A locally made film short offers a warm rat-a-tat-tat of nostalgia in "End of Line,” directed by Caitlin Zera. The glimpse of Maplewood’s Jones Typewriter Co. and its proprietors, Vern Trampe and Charlie May, depicts the men in their element, swamped in typewriter guts in a kind of Sisyphean struggle to repair a massive grouping of ancient machines. The footage, captured in black and white, is a celebration of men working patiently with their hands in a medium with which a full generation has had no knowledge. One machine that a repairman gleefully tinkers with is 130 years old, he reckons. Why restore it to function? We can’t imagine, but it’s a kind of analog porn to watch him at work. The short is screened prior to the documentary Out of Print via the St. Louis International Film Festival, November 16, at Webster University’s Moore Auditorium (cinemastlouis.org).
Innovations in digital photography are the order of the day at the Philip Hitchcock Gallery, where a new exhibition teases with cryptic and abstract notes.
An Altered Reality (through November 30, phdstl.com) features the work of Linda Mueller and Emily Stremming. Mueller’s manipulated photos are collections of objects that symbolize people in her life. “HSL,” for example, gathers a clock, an axe, a Bible and other objects for a compelling assemblage that represents the predilections of someone known to Mueller, unknown to the viewer. Another image of two snakes resting atop a huge pile of cash within a briefcase references a less-than-ideal former employer, we hear. A number of the objects in the images have been digitally “bent” into impossible angles for a disturbing funhouse effect that doubles as a nod to Cubism.

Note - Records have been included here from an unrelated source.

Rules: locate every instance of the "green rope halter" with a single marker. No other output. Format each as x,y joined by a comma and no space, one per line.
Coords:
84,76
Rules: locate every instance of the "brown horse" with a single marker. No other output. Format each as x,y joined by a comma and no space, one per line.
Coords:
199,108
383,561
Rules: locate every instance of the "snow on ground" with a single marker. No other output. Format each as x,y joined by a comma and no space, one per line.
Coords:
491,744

Stremming physically weaves multiple photographic prints together for a disorienting effect, making photos taken on Laclede’s Landing and at other area spots look familiar, but slightly off-kilter. Her “Powell Square” is a powerful interpretation of the Arch and the crumbling building of the title in the foreground. Some of her works manage a lyrical breakdown, where a simple visual descends into a thoughtful abstraction, thanks to the effect of the woven images.

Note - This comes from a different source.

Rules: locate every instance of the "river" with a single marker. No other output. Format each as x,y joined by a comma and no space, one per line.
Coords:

Finally, Pat Conroy signs his latest (November15, left-bank.com) at the Ethical Society of St. Louis. The Death of Santini is a memoir that covers the thoroughly improbable—the mellowing of Conroy’s notoriously cruel father after Conroy’s mother divorced him and Conroy attained his fame. In a sick twist, the elder Conroy invited himself to the signing table at book events, where he proceeded to gladhand and backslap autograph seekers—and to sign his son Pat’s books right next to Pat’s signature. Even more chilling: the book contains images of the Conroy family in a photo section at the book’s center. The malignant father of The Great Santini is there in all his grinning evil, presiding over a brood that his depredations would launch into nervous breakdowns, suicide, schisms, endless therapy – and not a few bestsellers. The author’s message of reconciliation leaves the vicarious horrors of his novels—The Great Santini, The Lords of Discipline, The Prince of Tides, etc.—untouched. Conroy will always remain the male version of Christina Crawford, offering up a “Daddy Dearest” for the ages in nearly every bit of his fiction and non-fiction alike.